General overview

Brexit, the unilateral declaration of secession by Catalonia, the Donald Trump presidency, the rise of anti-system, Eurosceptic and anti-politics parties, the emergence of cryptocurrencies, failing states in the Middle East. Listed like this, these and other similar developments can be seen as random events and their political consequences that characterise a world in flux. For many commentators and academics, they are signs of the return of populism to politics.
This project begins from a different premise and sees them as features of a society that no longer has political epicentres: of politics without a centre (PWOC).
So much of how we think about modern social and political life has a central reference point: the concept of sovereignty that centralizes political authority; traditional models of political behavior emphasize the median voter and the centre of the political spectrum. But if the “centre does not hold”, will mere anarchy be loosened upon the world, to paraphrase Yeats? Are claims about “taking back control” or wanting to secure borders reflections not about a resurgence of nationalism but expressions of anxiety or unease about politics without a centre? Is the EU the source of this problem in Europe or the solution? The European Union is central to addressing these questions and to the proposed project. It is contested as both a cause and a solution to politics without a centre. 
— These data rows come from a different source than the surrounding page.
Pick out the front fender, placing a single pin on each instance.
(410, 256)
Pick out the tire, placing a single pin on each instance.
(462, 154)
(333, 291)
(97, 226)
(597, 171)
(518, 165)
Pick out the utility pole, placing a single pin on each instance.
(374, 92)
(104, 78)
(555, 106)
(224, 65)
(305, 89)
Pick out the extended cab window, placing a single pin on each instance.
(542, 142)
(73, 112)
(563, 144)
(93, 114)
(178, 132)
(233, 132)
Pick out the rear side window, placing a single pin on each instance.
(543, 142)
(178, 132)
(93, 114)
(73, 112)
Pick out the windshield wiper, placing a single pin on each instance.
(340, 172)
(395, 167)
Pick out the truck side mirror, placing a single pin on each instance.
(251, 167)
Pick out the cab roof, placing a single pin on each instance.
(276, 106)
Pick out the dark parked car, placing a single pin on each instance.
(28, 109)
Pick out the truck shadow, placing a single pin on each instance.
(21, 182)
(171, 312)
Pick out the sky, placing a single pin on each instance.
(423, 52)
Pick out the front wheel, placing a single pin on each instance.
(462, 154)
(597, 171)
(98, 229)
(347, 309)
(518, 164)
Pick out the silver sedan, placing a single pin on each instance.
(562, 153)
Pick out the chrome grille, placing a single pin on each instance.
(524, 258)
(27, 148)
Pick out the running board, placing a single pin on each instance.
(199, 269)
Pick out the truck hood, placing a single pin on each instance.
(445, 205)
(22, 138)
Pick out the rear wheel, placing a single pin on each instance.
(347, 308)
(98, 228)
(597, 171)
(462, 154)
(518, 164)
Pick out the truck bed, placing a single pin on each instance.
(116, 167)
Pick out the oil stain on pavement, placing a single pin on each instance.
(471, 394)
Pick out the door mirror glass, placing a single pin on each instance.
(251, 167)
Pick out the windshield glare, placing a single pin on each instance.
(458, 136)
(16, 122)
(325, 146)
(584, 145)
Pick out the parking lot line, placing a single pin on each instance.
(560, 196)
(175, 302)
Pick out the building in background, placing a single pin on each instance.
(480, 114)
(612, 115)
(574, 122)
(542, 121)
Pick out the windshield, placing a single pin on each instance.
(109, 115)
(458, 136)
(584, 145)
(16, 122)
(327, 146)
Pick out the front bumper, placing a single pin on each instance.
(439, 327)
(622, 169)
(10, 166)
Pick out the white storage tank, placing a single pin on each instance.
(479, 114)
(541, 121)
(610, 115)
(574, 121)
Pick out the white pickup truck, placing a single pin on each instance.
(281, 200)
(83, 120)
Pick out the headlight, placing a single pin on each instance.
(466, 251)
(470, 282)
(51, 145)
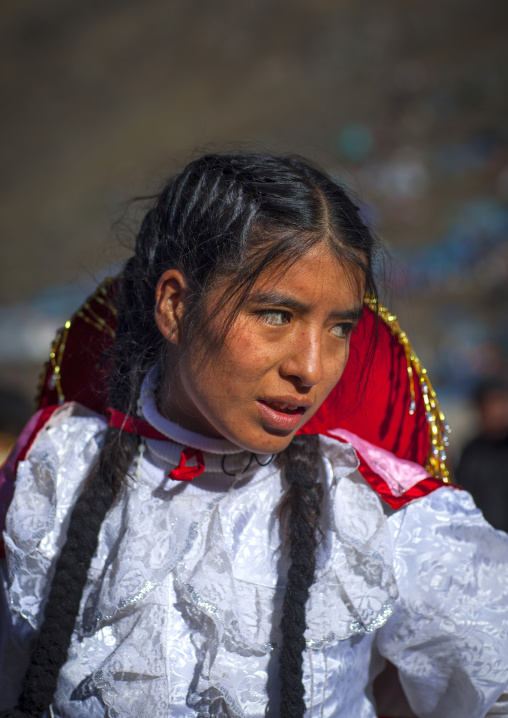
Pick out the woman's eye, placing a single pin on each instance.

The aim of this project, therefore, is three-fold:

  • First, it wants to contribute to academic research and debates about some of the contemporary challenges to governing and political order in the European Union, its member states and beyond. It will frame this by addressing three sets of issues:
    - the extent to which there has been an erosion of political epicentres;
    - what might be some of the consequences for politics and society if there has been;
    - whether the EU is a cause or a solution to PWOC.
  • Second, it aims to improve how we teach about the EU and politics in general.  
  • Third, the proposed Chair aims to contribute to broader public debates about the nature of politics and policy in Europe and beyond.